DONA DOIDA: Adélia menina
DONA DOIDA
Adélia Prado
Uma vez, quando eu era menina, choveu grosso
com trovoadas e clarões, exatamente como chove agora.
Quando se pôde abrir as janelas,
as poças tremiam com os últimos pingos.
Minha mãe, como quem sabe que vai escrever um poema,
decidiu inspirada: chuchu novinho, angu, molho de ovos.
Fui buscar os chuchus e estou voltando agora,
trinta anos depois. Não encontrei minha mãe.
A mulher que me abriu a porta, riu de dona tão velha,
com sombrinha infantil e coxas à mostra.
Meus filhos me repudiaram envergonhados,
meu marido ficou triste até a morte,
eu fiquei doida no encalço.
Só melhoro quando chove.
Texto extraído do livro: "Poesia Reunida", Editora Siciliano - 1991, São Paulo, página 108.
O poema “Dona Doida” de Adélia Prado, através de imagens e de múltiplos elementos sinestésicos, é uma revisita, um resgate do eu lírico do universo de criança. O próprio título da poesia – Dona Doida – mostra a divisão entre a dona, a mulher adulta e madura, e a menina permanente que nela habita. A mulher dividida entre a maturidade que lhe foi imposta pela passagem do tempo e a criança que traz em si, atitudes e comportamentos doidos e lúdicos, denotando uma espécie de luta interna do eu lírico entre o presente e o passado, ou seja, as contradições entre a realidade presente e a infância perdida.
No primeiro verso, a expressão: “Era uma vez...” denuncia uma linguagem tipicamente infantil, remetendo ao universo que povoa o imaginário da menina. Outra expressão, também presente no primeiro verso do poema: “choveu grosso”, denuncia uma criança divida entre o medo e o encantamento provocado pela chuva forte.
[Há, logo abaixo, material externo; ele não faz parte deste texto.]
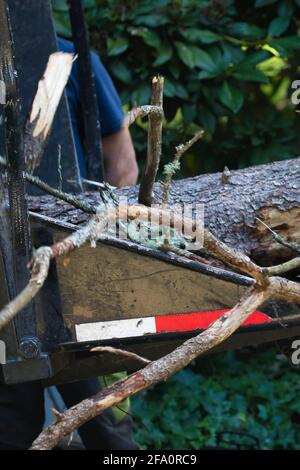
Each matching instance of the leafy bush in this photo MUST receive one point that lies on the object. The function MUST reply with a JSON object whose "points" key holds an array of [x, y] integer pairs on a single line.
{"points": [[249, 391], [228, 67]]}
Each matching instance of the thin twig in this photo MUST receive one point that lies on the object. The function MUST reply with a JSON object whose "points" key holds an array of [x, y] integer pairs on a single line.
{"points": [[154, 144], [164, 367], [171, 168], [67, 197], [121, 352], [279, 239], [141, 112], [284, 267]]}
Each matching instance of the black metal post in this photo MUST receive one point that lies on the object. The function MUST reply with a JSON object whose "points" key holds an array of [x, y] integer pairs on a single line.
{"points": [[25, 322], [91, 118]]}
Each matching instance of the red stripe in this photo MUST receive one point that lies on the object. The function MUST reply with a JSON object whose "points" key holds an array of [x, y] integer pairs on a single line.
{"points": [[200, 320]]}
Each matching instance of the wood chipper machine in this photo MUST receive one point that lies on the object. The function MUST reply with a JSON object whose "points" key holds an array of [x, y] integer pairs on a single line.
{"points": [[120, 294]]}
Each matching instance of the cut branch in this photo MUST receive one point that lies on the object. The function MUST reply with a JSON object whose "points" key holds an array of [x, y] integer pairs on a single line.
{"points": [[158, 370], [171, 168], [141, 112], [45, 103], [121, 352], [154, 144]]}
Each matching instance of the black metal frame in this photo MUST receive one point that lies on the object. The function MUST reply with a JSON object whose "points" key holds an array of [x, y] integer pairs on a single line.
{"points": [[25, 323]]}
Há uma constatação explícita da presença da menina no tempo presente, no verso: “exatamente como chove agora”- pois, a chuva que cai é exatamente igual, vista pelos olhos da menina. Ao abrir a janela e ver o mundo lá fora, as poças que tremem com os últimos pingos, a poeta resgata a capacidade de observação da criança e seu jeito próprio de ver e sentir o mundo, através das imagens guardadas na memória da menina.
A recuperação da figura materna, do lar como ambiente seguro e protetor, cheio de alegria e sabores típicos da infância, são trazidos nos gestos maternos e na escolha do cardápio: chuchu novinho, angu, molho de ovos. A menina feliz busca os chuchus, e ao voltar, trinta anos depois, não encontra mais a mãe, mostrando a implacável passagem do tempo, trazendo perdas irreparáveis, pois fica para trás o tempo feliz da infância.
Ao voltar e não encontrar mais a mãe, ocorre uma retomada da realidade, onde o eu lírico se percebe “dona tão velha”, trazendo em si ainda, as marcas e lembranças da infância, como a sombrinha infantil; e da adolescência, como “as coxas à mostra”, que denunciam uma menina-mulher, carregada da sensualidade e erotismo, típicos da juventude.
Na posse da realidade presente a dona tão velha supõe chocar os filhos, e entristecer de morte o marido, quando a menina que guarda em si se manifesta. Confusa entre a menina e a velha, se auto-denomina uma doida na luta entre o passado e o presente.
Por fim, na constatação feita no verso: “só melhoro quando chove”- percebe-se que a chuva á um elemento mágico, que transporta a poeta para a infância sem as culpas que a passagem do tempo imprimiu na mulher adulta.
O poema “Dona Doida” explicita um “eu lírico” vivenciando e conciliando a dualidade entre o passado e o presente, entre a infância e a fase adulta, a implacável passagem do tempo e as perdas trazidas por ele, mas constantemente, resgatadas por momentos e elementos mágicos presentes na memória da mulher que melhora quando chove.